Sahâbenin cümlesi, vahyi dinlemek için,
Toplandılar evinde Hazret-i Âişe’nin.
Herkes tamâm olunca, yaktılar bir kandili.
Ve lâkin biraz sonra, azaldı ışık hayli.
Bu sefer Resûlullah, verdi ki şöyle emir:
(Kandilin ışığını çoğalt yâ Ebâ Bekir!)
O, getirdi ise de iş bu emri yerine,
Ve lâkin biraz sonra, azaldı ışık yine.
Hazret-i Ebû Bekr’e, yine Fahr-i kâinât,
Buyurdu: (Yâ Ebâ Bekr, ışığı yine çoğalt!)
Yağının bittiğini anlayıp o bu kere,
Arz edince durumu Hazret-i Peygambere,
Buyurdu: (Gece vakti, gidip yağ alamayız.
Ama bu sûreyi de, lâzımdır okumamız.
Öyleyse yâ Ebâ Bekr, sen, kendi tükrüğünden,
O kandilin içine, bir miktâr damlat hemen.)
(Peki yâ Resûlallah!) diyerek o bu defâ,
Kalkıp, Resûlullahın emrini etti îfâ.
Âişe-i Sıddîka, ediyor ki rivâyet:
(Babam, işbu emre de eyleyince riâyet,
Öyle fazlalaştı ki, ışığı o kandilin,
Kamaştı hep gözleri, bilcümle sahâbînin.)
O zaman: (Bu kandili, hiç söndürmeyin!) diye,
Emretti Resûlullah, Hazret-i Âişe’ye.
O da, Resûlullaha, hemen (Peki!) diyerek,
Söndürmedi onu hiç, kendisi sönene dek.
Hazret-i Âişe’nin, evinde o böylece,
Hiç fâsıla vermeden, yanıp durdu çok gece.

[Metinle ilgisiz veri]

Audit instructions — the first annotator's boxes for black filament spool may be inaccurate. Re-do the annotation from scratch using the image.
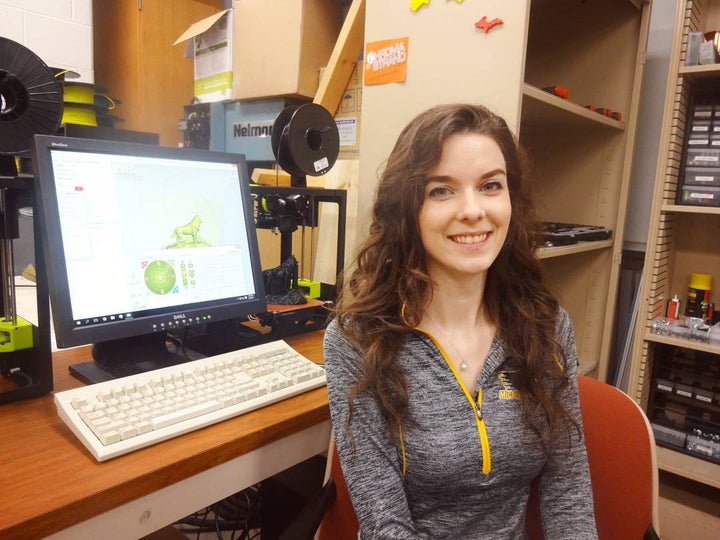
[270,103,340,187]
[0,37,63,154]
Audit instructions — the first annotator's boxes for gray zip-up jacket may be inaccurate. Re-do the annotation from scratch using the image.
[324,309,597,540]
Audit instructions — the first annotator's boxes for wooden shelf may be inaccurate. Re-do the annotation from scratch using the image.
[644,331,720,354]
[660,204,720,216]
[522,83,625,131]
[628,0,720,496]
[678,64,720,81]
[535,240,613,259]
[657,446,720,488]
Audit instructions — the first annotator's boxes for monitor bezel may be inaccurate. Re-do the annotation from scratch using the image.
[32,135,267,348]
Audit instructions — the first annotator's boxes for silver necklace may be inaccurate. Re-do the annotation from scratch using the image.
[425,311,467,370]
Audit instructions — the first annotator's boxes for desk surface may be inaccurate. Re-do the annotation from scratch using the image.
[0,331,329,538]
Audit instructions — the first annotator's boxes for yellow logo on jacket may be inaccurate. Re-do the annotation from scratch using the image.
[497,369,520,399]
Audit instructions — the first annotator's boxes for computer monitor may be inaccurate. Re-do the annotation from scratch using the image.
[33,135,266,382]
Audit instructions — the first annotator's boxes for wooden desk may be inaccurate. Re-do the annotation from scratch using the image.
[0,331,330,540]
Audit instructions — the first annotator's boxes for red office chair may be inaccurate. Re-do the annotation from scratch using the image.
[280,376,659,540]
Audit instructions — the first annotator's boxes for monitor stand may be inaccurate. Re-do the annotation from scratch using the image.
[70,332,203,384]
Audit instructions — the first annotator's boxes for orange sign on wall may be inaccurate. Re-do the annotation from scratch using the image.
[365,37,410,85]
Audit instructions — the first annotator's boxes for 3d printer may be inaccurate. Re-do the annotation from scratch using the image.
[186,103,346,354]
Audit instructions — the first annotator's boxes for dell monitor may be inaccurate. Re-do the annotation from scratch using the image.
[33,135,266,382]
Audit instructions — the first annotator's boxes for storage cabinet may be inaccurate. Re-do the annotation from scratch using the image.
[628,0,720,488]
[520,0,650,379]
[362,0,650,378]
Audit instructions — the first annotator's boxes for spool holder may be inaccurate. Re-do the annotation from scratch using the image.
[0,37,63,403]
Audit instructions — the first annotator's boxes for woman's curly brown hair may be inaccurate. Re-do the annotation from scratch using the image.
[336,104,572,451]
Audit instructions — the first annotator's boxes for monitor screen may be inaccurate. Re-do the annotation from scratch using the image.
[33,136,266,382]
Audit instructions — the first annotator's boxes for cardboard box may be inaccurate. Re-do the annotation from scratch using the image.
[175,0,342,101]
[173,9,233,103]
[320,62,363,159]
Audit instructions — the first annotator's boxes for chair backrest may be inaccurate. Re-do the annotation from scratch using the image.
[527,376,659,540]
[317,439,358,540]
[318,376,659,540]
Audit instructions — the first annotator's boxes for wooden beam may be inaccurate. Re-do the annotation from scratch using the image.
[313,0,365,115]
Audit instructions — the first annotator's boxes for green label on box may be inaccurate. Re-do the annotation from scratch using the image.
[194,71,232,96]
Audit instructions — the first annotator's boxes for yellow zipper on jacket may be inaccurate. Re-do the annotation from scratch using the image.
[422,330,492,474]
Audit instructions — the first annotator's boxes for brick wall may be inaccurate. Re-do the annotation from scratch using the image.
[0,0,95,82]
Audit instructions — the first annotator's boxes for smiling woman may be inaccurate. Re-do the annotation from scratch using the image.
[325,104,597,539]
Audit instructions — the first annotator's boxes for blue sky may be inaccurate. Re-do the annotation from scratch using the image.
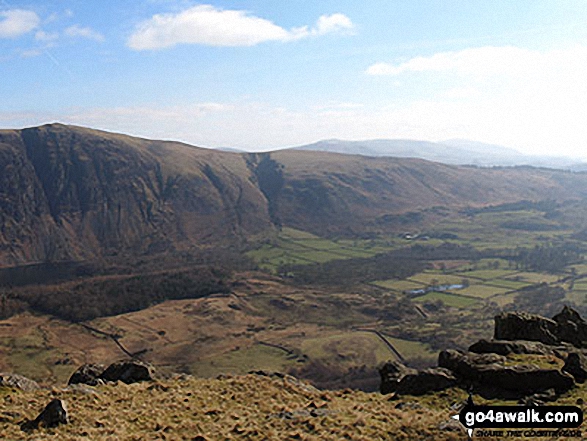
[0,0,587,157]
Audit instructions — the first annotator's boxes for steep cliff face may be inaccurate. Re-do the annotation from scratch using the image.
[0,124,587,266]
[0,125,272,265]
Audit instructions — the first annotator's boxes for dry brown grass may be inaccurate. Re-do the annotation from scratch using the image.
[0,375,463,441]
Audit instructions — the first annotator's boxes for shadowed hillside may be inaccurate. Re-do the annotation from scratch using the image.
[0,124,587,266]
[0,124,271,265]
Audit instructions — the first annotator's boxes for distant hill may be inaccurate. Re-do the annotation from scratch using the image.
[0,124,272,265]
[293,139,577,169]
[0,124,587,266]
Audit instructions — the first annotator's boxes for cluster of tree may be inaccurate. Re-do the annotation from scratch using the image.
[509,283,572,317]
[279,242,482,286]
[13,267,229,322]
[280,253,426,286]
[510,243,582,273]
[499,220,564,231]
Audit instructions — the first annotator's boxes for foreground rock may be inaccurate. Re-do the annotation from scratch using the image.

Sonradan bir münâfık, oldu buna muttali.
Çok hayretine gitti, o kandilin bu hâli.
Ve kandile, kem gözle bakınca o münâfık,
Azalıp söndü birden, yanmadı daha artık.
Onun “kötü nazarı“, söndürünce kandili,
Gönderdi Hak teâlâ, Hazret-i Cebrâil’i.
Geldi Resûlullaha Cibrîl aleyhisselâm.
Dedi ki: Hak teâlâ, gönderdi sana selâm.
Buyurdu: (Kullarımdan, vardır ki bâzıları,
Çok şeye zarar verir onların nazarları.